You know the economy is weird when urine becomes a hot commodity
You’ve got to wonder when someone comes up to you and asks for some of your urine.
Space program contractor Hamilton Sundstrand is seeking urine from workers at the Johnson Space Center in Houston, Texas, as part of its work on the new Orion space capsule that eventually would take astronauts to the moon, according to an internal memo posted on the Web site Nasawatch.com. The need is voluminous: 30 liters a day, which translates into nearly 8 gallons. Even on weekends.
Designers of the Orion, which will park unoccupied in space for up to six months while astronauts work on the moon, have to solve a pressing issue of getting rid of stored urine, said John Lewis, NASA’s head of life support systems for Orion.
“Urine is a mess because urine is full of solids,” Lewis said. Those solids clog the venting system for dumping pee, so keeping the waste disposal system clear is “really a challenge,” he said.
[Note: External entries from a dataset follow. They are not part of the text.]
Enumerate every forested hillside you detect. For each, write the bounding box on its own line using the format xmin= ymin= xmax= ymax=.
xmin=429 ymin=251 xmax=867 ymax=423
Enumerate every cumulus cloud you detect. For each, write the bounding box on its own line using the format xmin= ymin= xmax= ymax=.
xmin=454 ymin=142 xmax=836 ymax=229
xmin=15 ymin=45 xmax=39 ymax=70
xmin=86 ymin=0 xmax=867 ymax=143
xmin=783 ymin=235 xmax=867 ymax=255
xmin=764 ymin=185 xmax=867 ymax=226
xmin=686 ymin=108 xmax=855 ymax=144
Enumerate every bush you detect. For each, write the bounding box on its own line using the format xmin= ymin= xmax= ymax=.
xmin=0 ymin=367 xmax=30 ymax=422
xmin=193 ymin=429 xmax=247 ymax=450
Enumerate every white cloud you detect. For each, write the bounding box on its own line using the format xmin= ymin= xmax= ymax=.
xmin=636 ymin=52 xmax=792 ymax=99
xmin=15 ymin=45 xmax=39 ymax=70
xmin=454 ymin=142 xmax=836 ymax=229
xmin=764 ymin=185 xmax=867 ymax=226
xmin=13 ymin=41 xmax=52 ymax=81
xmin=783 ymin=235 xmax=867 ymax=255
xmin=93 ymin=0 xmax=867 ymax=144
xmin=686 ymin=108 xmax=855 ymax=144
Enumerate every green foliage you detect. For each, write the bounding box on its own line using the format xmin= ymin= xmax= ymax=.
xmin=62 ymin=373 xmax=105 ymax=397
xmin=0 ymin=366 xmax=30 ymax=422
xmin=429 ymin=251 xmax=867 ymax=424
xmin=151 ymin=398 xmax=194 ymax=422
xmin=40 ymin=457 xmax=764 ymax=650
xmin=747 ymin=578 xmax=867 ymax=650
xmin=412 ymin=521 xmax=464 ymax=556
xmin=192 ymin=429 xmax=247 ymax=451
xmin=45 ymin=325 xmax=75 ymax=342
NASA has a long-standing tradition of collecting samples from its workers to help design better space toilets because “you can’t make fake urine,” Lewis said.
The Connecticut-based company building the Orion toilet needs the large volume of urine (about the daily output of 30 people) to work on urine acidity problems, said spokesman Leo Makowski.
The memo seeking daily contributions from July 21 to July 31 was not meant to go public, he said.